Syscheck version 2.0¶
Documentation generated: Mon 10 Aug 00:13:14 CEST 2020
Syscheck related scripts¶
900_export_cert.sh¶
Scriptid: 900 - Export certificate file
Export certificate and archive them, ./900_export_cert.sh <certfile>
Error code / description - What to do
9001 / Export certificate run successfully - no actions needed
9002 / Export certificate failed (%s) - Unexpected, run the script with sh -x to check
9003 / Export certificate failed, script called without file - call this script with a PEM encoded certficate as arg1
to run with output directed to screen: add a '-s' or '--screen'
901_export_revocation.sh¶
Scriptid: 901 - Export CRL file
Export CRL:s with a script ./901_export_revocation.sh <DER-encoded CERT>
Error code / description - What to do
9011 / Export revocation run successfully - no actions needed
9012 / Export revocation failed (%s) - check manually with sh -x ./901_export_revocation.sh <file>
9013 / Export revocation failed, script called without file - call this script with a DER encoded CERT as arg1
to run with output directed to screen: add a '-s' or '--screen'
902_export_crl.sh¶
Scriptid: 902 - Export revoked certificate file
Export CRL ./902_export_crl.sh: <DER encoded CRL>
Error code / description - What to do
9021 / Export CRL run successfully - no action needed
9022 / Export CRL failed (%s) - check manual with sh -x ./902_export_crl.sh <crl>
9023 / Export CRL failed, script called without file - arg1 must be a DER encoded crl!
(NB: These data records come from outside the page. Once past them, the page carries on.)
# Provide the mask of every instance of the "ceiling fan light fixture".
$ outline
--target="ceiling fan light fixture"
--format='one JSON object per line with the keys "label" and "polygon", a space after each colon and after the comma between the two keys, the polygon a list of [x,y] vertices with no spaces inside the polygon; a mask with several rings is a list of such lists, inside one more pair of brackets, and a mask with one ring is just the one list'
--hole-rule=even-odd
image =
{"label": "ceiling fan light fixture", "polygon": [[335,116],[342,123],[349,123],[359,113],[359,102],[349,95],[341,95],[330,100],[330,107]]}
to run with output directed to screen: add a '-s' or '--screen'
903_make_hsm_backup.sh¶
Scriptid: 903 - Nfast backup
Backup a HSM
Error code / description - What to do
9031 / Backup of Nfast HSM run successfully - no action needed
9032 / Backup of Nfast HSM failed (%s) - TODO
9033 / -
to run with output directed to screen: add a '-s' or '--screen'
904_make_mysql_db_backup.sh¶
Scriptid: 904 - Mysql backup tool
syntax: ./904_make_mysql_db_backup.sh [-x|--default|-d|--daily|-w|--weekly|-m|--monthly|-y|--yearly] [-s|--screen] [-b|--batch]
-x and --default will put the backupfile in directory defined in config as SUBDIR_DEFAULT
-d or --daily will put the backup in the directory defined in config as SUBDIR_DAILY
-w or --weekly will put the backup in the directory defined in config as SUBDIR_WEEKLY
-m or --monthly will put the backup in the directory defined in config as SUBDIR_MONTHLY
-y or --yearly will put the backup in the directory defined in config as SUBDIR_YEARLY
OBSERVE that it's up to the admin to run this script with cron or alike at these intervals, so run this script once a day with --daily to get only one daily backup and so on
-b or --batch will echo the resulting filename for processing by other scripts
Error code / description - What to do
9041 / Backed up db ok file: %s time to complete(sec): %s filesize(bytes): %s - no action needed
9042 / Could not create the backup file: %s time to complete(sec): %s filesize(bytes): %s errormess: %s - Run manually also check disk space and owner of directory to write backup to
9043 / Backup failed, backupdir not found (%s) - check the configfile and make sure the configured directory exist
to run with output directed to screen: add a '-s' or '--screen'
905_publish_crl.sh¶
Scriptid: 905 - CRL publish
Script to publish the CRL:s from the CA, supports local and remote publishing by SSH
Error code / description - What to do
9051 / Publish CRL run successfully (%s) %s - No action needed
9052 / Publish to remote host failed crl:(%s) host:(%s) - Try manually to run this command and setup ssh-keys and check username
9053 / Publish CRL failed, can't copy crl to destination %s/%s - Check permissions for the path:s
to run with output directed to screen: add a '-s' or '--screen'
906_ssh-copy-to-remote-machine.sh¶
Scriptid: 906 - SCP support tool
Script used to copy files to other hosts/directorys usage: ./906_ssh-copy-to-remote-machine.sh: file host <directory> <to-username> <from-ssh-key>
(if you dont specify directory the file will end up in the user's homedirectory,
if you dont specify to-username the same user as the one executing this script will be used,
if from-ssh-key is not specified default key will be used)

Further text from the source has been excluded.